Port Ryerse residents are organizing themselves to test a new legal question related to the development of wind farms.
Eight property owners have lent their names to a lawsuit seeking damages for property devaluation arising from the UDI Renewables proposal in the hamlet west of Port Dover.
The residents – members of Norfolk Wind Concerns – are preparing the lawsuit with the help of Toronto environmental lawyer Eric Gillespie.
The lawsuit will cite UDI Renewables and the four farmers who have leased land to the green energy company for causing property values to fall in the vicinity of the project. The paperwork will be filed at a courthouse either in Toronto or Norfolk within two weeks.
Heather Walters of Port Ryerse, spokesperson for Norfolk Wind Concerns, said everyone in the hamlet knows what’s coming. NWC circulated a letter in the community several weeks ago seeking interest in a lawsuit related to depreciated property values. Eight property owners are onside while others are considering whether to join.
“We’re not doing this secretly,” Walters said. “We didn’t ask for this fight. People in this village are prepared to stand up for their rights. We hope this makes farmers reconsider these things; at least reconsider until they speak to their neighbours about them.”
The action follows in the footsteps of a lawsuit that was launched several months ago in the Collingwood area. It too is based on the allegation that wind turbines lower surrounding property values.
Walters says the question is ready to go to court because real estate data in 85 communities across Ontario has accumulated which suggest wind farms consistently depress property values wherever they are situated. The information NWC has suggests the impact is between 35 and 48% to the downside.
The wind farm industry disputes the claim.
On its website, the Canadian Wind Energy Association cites an American study that found that a 240-turbine project in Illinois did depress property values at the outset. However, the value of this real estate rebounded to previous levels after the project was built.
As well, a CanWEA Property Value Study concerning the establishment of wind farms in Chatham-Kent concluded that “there is no statistical evidence to demonstrate that wind farms negatively affect rural residential market values.”
The UDI proposal in Port Ryerse consists of four turbines producing a maximum output of 10 megawatts. The project remains in the public consultation phase. It has not received the green light from the Ministry of the Environment.
Stantec Consulting of Guelph is preparing a series of reports related to UDI’s construction and operations plan. Reports are also forthcoming related to environmental impact and monitoring. Uwe Sandner, president of UDI Recyclables, said Friday that further details should be available within four weeks.
UDI staged an open house in Port Dover last November. A second open house will be held in late January or early February.

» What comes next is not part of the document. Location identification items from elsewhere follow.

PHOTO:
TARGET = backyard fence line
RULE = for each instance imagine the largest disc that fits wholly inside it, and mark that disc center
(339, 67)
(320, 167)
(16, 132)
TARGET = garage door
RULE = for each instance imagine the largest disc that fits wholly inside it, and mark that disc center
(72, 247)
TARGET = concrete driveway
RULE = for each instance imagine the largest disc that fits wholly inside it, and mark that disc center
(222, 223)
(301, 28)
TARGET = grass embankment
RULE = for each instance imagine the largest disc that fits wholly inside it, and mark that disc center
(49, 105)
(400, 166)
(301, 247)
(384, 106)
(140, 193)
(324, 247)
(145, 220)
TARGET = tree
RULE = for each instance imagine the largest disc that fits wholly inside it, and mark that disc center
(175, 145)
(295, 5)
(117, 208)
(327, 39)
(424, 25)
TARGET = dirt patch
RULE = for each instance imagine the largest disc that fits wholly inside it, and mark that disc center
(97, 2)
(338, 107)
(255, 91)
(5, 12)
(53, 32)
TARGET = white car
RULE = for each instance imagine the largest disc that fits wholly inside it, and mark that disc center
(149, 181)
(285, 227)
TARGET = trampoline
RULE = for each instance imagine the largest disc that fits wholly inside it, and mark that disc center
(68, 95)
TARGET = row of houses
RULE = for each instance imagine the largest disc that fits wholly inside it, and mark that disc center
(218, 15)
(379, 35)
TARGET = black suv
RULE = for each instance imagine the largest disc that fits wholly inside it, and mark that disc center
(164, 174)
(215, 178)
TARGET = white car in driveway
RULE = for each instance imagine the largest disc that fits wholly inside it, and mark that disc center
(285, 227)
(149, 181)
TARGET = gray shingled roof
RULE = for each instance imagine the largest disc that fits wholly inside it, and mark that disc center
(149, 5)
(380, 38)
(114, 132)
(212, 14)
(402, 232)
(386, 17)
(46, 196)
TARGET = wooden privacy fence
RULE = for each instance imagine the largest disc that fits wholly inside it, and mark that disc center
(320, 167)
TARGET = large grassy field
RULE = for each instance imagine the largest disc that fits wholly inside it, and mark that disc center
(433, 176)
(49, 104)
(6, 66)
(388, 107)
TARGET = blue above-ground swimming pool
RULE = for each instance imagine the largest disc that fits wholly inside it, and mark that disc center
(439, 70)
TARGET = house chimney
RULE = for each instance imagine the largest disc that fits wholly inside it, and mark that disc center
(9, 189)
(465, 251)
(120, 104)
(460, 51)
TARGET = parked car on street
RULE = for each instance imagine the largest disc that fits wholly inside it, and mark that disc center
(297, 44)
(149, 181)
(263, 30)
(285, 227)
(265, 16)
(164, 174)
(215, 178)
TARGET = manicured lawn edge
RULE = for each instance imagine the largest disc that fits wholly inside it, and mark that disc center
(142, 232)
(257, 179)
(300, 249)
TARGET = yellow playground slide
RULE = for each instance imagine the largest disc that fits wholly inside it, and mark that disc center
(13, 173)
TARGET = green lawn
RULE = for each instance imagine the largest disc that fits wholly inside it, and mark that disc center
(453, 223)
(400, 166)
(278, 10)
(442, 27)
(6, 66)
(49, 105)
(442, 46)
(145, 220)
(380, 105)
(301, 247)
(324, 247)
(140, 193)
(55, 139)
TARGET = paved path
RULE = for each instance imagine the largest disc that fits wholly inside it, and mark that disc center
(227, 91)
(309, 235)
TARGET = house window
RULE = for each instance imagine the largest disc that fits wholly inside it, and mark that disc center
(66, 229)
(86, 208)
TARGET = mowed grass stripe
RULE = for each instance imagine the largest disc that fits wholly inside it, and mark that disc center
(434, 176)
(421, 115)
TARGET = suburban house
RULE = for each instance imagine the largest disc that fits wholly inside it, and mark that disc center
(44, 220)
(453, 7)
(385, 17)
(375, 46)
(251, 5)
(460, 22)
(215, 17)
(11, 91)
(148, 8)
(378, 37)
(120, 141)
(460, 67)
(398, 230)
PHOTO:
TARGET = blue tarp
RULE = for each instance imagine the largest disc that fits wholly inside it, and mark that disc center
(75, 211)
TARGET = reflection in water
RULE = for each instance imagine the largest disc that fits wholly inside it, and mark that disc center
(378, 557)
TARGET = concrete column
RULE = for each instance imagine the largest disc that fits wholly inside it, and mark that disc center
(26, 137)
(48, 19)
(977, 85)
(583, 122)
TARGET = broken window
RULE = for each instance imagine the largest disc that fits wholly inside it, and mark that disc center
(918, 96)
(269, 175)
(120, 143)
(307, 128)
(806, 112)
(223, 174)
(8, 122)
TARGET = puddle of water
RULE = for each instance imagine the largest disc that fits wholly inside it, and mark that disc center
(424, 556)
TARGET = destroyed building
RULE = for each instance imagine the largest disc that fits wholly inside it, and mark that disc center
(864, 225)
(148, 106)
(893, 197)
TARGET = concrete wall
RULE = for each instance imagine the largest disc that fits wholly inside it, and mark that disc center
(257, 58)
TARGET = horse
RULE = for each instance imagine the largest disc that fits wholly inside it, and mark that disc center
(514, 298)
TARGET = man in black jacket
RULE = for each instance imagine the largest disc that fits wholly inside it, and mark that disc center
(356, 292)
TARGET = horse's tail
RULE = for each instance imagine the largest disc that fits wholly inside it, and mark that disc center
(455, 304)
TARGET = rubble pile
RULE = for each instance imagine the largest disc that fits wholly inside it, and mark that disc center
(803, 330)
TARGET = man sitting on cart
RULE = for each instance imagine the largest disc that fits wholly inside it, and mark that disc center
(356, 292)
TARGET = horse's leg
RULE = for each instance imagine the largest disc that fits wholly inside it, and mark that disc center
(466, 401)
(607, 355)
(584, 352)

A time and location have yet to be announced.
Eric Gillespie recently represented Haldimand Wind Concerns at a hearing into the Summerhaven wind project near Jarvis before the Ontario Environmental Review Tribunal.
Gillespie continues to represent HWC at the review tribunal with regard to the Capital Power wind farm proposal in southwest Haldimand and southeast Norfolk and the Samsung wind proposal in east Haldimand.